GIF by Kelly.

GIF by Kelly.

I used to think you could only grieve for someone who had died. I recently learned that the anxiety and sadness I have been feeling about my mom, who suffers from multiple sclerosis, a chronic disease that affects the central nervous system, is a form of grieving, too: Ambiguous loss is the grief a person experiences about a loss without concrete closure, like illness. I’m lucky that I still have my mom, but our relationship has changed so much now that I’m her caregiver. I stay with her when my dad wants to leave the house, help feed her, dress her, brush her teeth, rub her feet, and put her to bed. I miss the healthier version of my mom who could carry a conversation, proofread my papers, and take me shopping, all of which we have not been able to do in years.

There are different phases of MS: Most common is relapsing-remitting, which means a person has episodes of symptoms (relapses), and then periods of more normal health (remissions).
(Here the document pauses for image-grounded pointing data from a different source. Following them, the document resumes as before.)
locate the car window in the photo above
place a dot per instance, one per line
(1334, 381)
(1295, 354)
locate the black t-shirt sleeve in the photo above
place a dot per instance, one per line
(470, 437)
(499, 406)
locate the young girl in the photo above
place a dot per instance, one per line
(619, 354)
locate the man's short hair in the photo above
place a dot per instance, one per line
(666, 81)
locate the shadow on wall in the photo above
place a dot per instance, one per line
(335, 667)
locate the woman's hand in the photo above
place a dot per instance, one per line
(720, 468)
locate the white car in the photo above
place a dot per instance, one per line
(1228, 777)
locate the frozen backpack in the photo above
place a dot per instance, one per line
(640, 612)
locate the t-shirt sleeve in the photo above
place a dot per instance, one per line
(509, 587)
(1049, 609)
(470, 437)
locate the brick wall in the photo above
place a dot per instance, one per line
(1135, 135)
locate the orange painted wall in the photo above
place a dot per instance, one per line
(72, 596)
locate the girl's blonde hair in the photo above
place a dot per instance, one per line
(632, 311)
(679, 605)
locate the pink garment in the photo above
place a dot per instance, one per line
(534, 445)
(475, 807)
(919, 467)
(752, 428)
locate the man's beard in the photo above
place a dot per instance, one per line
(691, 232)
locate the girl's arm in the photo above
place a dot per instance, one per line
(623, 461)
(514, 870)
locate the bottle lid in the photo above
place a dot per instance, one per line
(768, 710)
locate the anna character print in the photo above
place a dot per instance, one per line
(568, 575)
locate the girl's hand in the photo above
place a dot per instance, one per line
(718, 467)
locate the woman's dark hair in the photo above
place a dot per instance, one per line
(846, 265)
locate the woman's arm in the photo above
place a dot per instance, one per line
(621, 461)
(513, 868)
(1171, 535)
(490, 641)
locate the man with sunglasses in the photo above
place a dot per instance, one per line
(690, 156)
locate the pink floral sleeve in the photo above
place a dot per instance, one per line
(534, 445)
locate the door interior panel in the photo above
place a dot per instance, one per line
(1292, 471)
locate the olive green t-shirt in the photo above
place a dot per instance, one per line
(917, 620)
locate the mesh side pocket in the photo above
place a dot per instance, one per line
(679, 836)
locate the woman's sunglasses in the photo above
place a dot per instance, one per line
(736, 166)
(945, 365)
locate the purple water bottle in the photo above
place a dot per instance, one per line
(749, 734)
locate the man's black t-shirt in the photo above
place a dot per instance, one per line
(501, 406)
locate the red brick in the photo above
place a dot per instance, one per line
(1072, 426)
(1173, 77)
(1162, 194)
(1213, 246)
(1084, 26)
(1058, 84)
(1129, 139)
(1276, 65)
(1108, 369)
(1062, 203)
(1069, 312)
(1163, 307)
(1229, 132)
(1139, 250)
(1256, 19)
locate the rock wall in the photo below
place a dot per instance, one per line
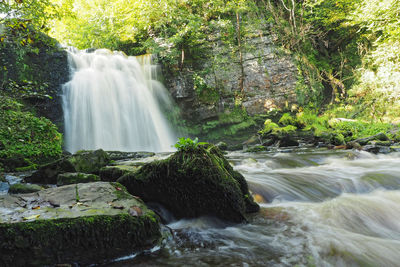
(46, 71)
(270, 77)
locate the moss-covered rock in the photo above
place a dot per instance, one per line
(194, 182)
(24, 188)
(89, 161)
(76, 177)
(112, 173)
(118, 155)
(82, 161)
(75, 224)
(379, 136)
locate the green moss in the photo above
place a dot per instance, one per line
(83, 240)
(256, 149)
(27, 168)
(193, 183)
(25, 139)
(269, 126)
(24, 188)
(287, 119)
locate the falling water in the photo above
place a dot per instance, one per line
(114, 102)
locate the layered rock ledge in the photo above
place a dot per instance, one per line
(80, 223)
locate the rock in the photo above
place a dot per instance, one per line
(83, 161)
(395, 148)
(258, 148)
(380, 143)
(193, 183)
(76, 177)
(379, 136)
(288, 141)
(235, 147)
(112, 173)
(89, 161)
(24, 188)
(254, 140)
(12, 163)
(353, 145)
(118, 155)
(81, 224)
(222, 146)
(377, 149)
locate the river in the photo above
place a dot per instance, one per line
(319, 208)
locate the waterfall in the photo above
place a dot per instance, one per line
(114, 102)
MS typically starts this way, then changes to primary-progressive, a stage when symptoms gradually worsen, with no periods of remission. That’s what my mom has now. She is in her 60s, is wheelchair-bound and mostly immobile, and has very low cognitive function. Though the symptoms of MS vary from person to person, my mom’s have included severe fatigue, slurred speech, dizziness, muscle spasms, urinary complications and poor concentration and memory. Basically, her brain has trouble sending signals to her body: She has hardly any short-term memory, but she can tell you the name of her elementary school bus driver. She can play TextTwist, a word-scramble game, on the computer, but she can’t sign her own name.
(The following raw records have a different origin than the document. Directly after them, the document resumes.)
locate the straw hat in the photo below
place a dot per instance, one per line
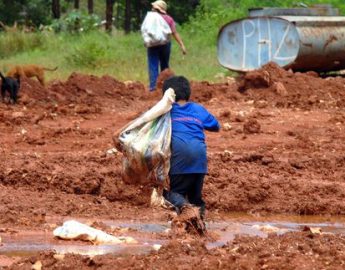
(160, 5)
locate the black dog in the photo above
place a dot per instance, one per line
(10, 85)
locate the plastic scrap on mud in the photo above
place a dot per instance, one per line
(75, 230)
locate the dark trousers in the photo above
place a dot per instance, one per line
(186, 188)
(157, 56)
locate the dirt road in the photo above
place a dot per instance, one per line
(280, 151)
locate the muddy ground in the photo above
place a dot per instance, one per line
(281, 151)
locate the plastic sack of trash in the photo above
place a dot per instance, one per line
(72, 229)
(145, 144)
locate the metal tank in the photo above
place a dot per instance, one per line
(298, 38)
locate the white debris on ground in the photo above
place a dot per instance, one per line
(78, 231)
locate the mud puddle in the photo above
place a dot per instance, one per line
(25, 243)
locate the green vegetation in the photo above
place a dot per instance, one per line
(124, 56)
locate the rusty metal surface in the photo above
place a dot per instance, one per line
(310, 43)
(325, 10)
(247, 44)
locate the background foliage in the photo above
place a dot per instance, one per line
(62, 43)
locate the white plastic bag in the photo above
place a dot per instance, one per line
(72, 229)
(145, 144)
(155, 30)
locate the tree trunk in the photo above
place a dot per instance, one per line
(127, 25)
(56, 9)
(109, 15)
(90, 6)
(76, 4)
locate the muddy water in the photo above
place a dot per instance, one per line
(24, 243)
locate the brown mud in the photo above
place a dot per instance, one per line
(281, 151)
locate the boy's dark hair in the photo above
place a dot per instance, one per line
(181, 86)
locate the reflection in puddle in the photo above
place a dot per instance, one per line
(29, 243)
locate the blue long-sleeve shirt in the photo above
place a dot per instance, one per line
(188, 139)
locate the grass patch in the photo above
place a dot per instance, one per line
(121, 56)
My mom has been sick for 15 years, but she used to be able to live a relatively “normal” life. When she began to limp, the disease’s first visible sign, my parents decided to tell us about her illness. After dinner one night when I was in elementary school, they sat my brother and me down and gave us a very technical explanation of MS, describing how her left leg was weak because the “myelin sheath” that protected her nerves was breaking down—pretty dry-sounding stuff, to a grade-schooler. I mainly wanted to be excused so I could go watch TV.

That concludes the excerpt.